BBC Weather temperature forecast for Thursday, July 25 2019
Met Éireann is predicting warm and humid weather up to 25 degrees in Ireland this week as some countries across Europe prepare national plans for red alert record-breaking temperatures.
On Wednesday, July 24 many areas of Ireland will be dry with sunny spells. There will be a few outbreaks of rain in the southwest and later in the west. Maximum temperatures 18 to 24 degrees, warmest in the east, in mostly moderate southerly winds.
Wednesday night will remain dry in most areas, but outbreaks of rain and drizzle will develop in west Munster and in west Connacht. A few isolated showers may occur elsewhere. Feeling close with minimum temperatures 14 to 17 degrees, in mostly moderate southeasterly winds, fresh to strong in southern and western coastal areas.
Thursday, July 25 will start dry in the east and in the midlands with sunny spells. In the south and west, it will be cloudy in the morning with rain and drizzle.
The rain will move eastwards in the afternoon but it will become just light and patchy. In the west it will brighten up in the afternoon with sunshine breaking through. Warm and humid, with maximum temperatures of 19 to 25 degrees. A breezy day with moderate to fresh southeasterly winds, strong along west and southwest coasts.
Overall, there will be a good deal of dry weather for Friday and the weekend, but some scattered showers will occur. Fresher than previous days, with temperatures closer to normal, with maximum values of 18 to 22 Celsius. Still slightly above normal in parts of the east and southeast. Winds mostly light, northwesterly or variable, backing westerly or variable by Sunday. Some mist patches possible both nights in slack winds.
Monday to Wednesday changeable weather: Current indications suggest that our weather will remain changeable and unsettled with some scattered showers and possibly a spell of heavier rain extending from the southwest during Monday and Monday night.
Overall, a good deal of dry weather though, with temperatures close to normal. Winds mostly moderate, southerly or southwesterly, but fresh to strong at times on Atlantic coasts.
It's looking likely that we could reach 39°C somewhere in southern and eastern England on Thursday. The hottest temperature ever recorded in the UK is 38.5°C ️— Met Office (@metoffice) July 24, 2019
There is currently a 60% chance we could break this on Thursday, depending on the amount of cloud pic.twitter.com/n3nSKW3Ey6
We are on target to record our hottest July day on record this Thursday!— BBC Weather (@bbcweather) July 23, 2019
The UK temperature record for July currently stands at 36.7C ...recorded at Heathrow in July 2015.

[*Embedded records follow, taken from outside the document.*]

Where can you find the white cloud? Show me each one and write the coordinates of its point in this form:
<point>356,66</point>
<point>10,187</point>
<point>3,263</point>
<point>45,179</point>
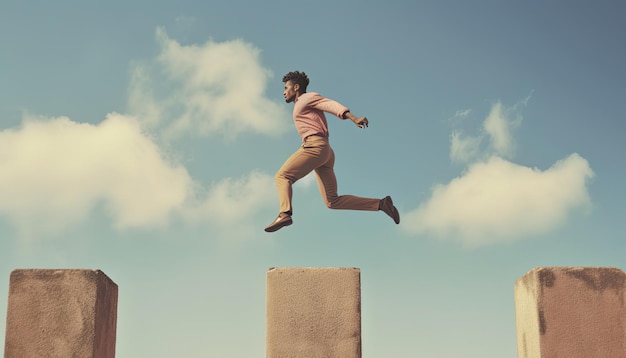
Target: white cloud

(already less hot in Scot/NIre/W Wales by then)
Meanwhile, parts of Europe are preparing for record-breaking hot temperatures.
Forecasters predicted new temperature highs in a string of countries, including Belgium, Luxembourg, Germany and the Netherlands, where the mercury is set to reach 40 degrees Celsius for the first time on Thursday.
In Britain, temperatures could exceed the all-time record of 38.5 degrees Celsius on Thursday.
The French city of Bordeaux has hit its highest temperature since records began, as Western Europe braces for the second heatwave to hit this summer.
On Tuesday, Meteo France registered 41.2 Celsius in the south-western city, breaking a 2003 record of 40.7 Celcius. Meteo France said Paris temperatures might hit new highs on Thursday. The record, set in 1947, stands at 40.4C.
Picture: BBC Weather shows the predicted temperature forecast for Europe on Thursday.
In an unprecedented move, Belgium has issued a code red weather warning for the whole country.
Spain declared a red alert in its Zaragoza region, which was hit by wildfires last month. The European Commission's Copernicus Climate Change Service says the risk of wildfires is high in Spain and in Portugal.
In the Netherlands, the government activated its "national heat plan".